The April 2001 issue of the American Journal of Ophthalmology contained a report by Parwar et al.1 implicating chiropractic manipulation therapy (CMT) of the cervical spine in Homer's Syndrome and internal carotid artery dissection (ICAD). The article related that a 44-year-old female received cervical CMT on nine occasions, followed by the manifestation of ICAD symptoms three days after her last chiropractic visit. The patient indicated that each chiropractic session included neck massage, followed by sharp rotation of her head to either side until she felt a "crack." She presented to the emergency room complaining of a severe headache, right-sided neck pain, ptosis, and miosis. Physical examination confirmed the Homer's Syndrome and she was accordingly given a magnetic resonance angiogram (MRA) to evaluate the cervical arteries. MRA revealed dissection of the right internal carotid artery (ICA) within the petrous portion of the temporal bone. There was also an intimal flap in the superior cervical portion of the right vertebral artery (VA). The patient was treated with anticoagulants, and no further neurologic abnormalities developed.

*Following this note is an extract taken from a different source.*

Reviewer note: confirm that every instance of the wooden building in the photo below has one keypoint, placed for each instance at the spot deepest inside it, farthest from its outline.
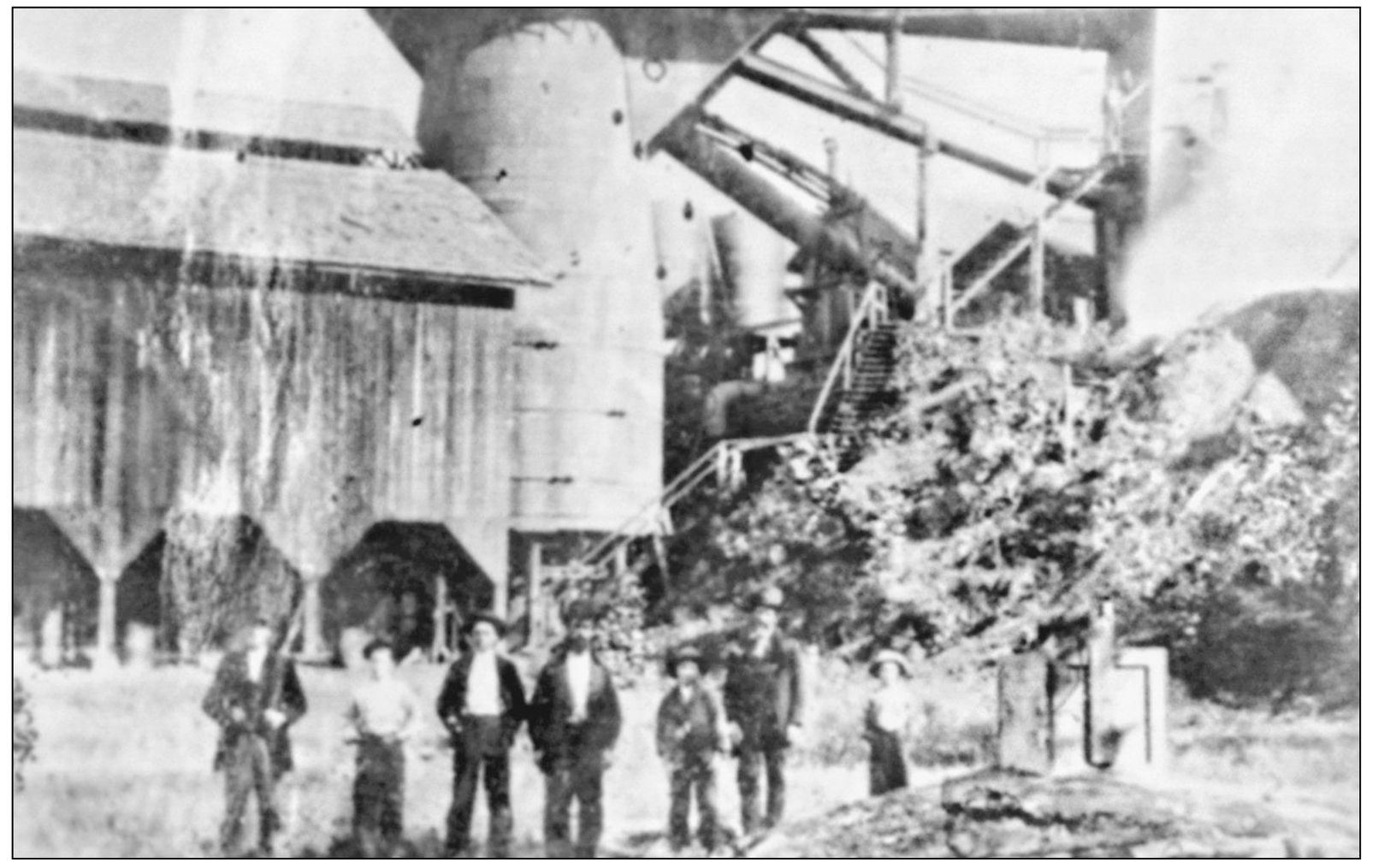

There are several problems with the supposition that Parwar et al. have made in this case. The first concerns the location of the ICAD, which was within the petrous portion of the temporal bone. In our estimation, this is not a region of the artery that is susceptible to CMT-related injury. The theoretical mechanism of cervical CMT causing ICAD involves the cervical portion of the ICA, where it lies in close proximity to the upper-cervical vertebrae.2

The cervical portion of the ICA is freely moveable,3 but as the head and neck are hyperextended, and either rotated or laterally flexed to the opposite side, the ICA becomes fixed to the anterior surface of the upper cervical vertebrae. In this position, a sudden severe stretch to the artery is purported to tear the arterial intima and result in ICAD.4 In contrast, the ICA is not moveable within the temporal bone, and, at that level, has not been associated with the previously mentioned mechanism of injury. There have been reports of intracranial artery dissection following head trauma, but a similar mechanism of causation bv cervical CMT does not occur. Pelkonen et al.5 described a case of ICAD related to vigorous head movements while dancing, but cervical CMT does not involve similar amplitudes or accelerations of head movement, and thus cannot reasonably be compared.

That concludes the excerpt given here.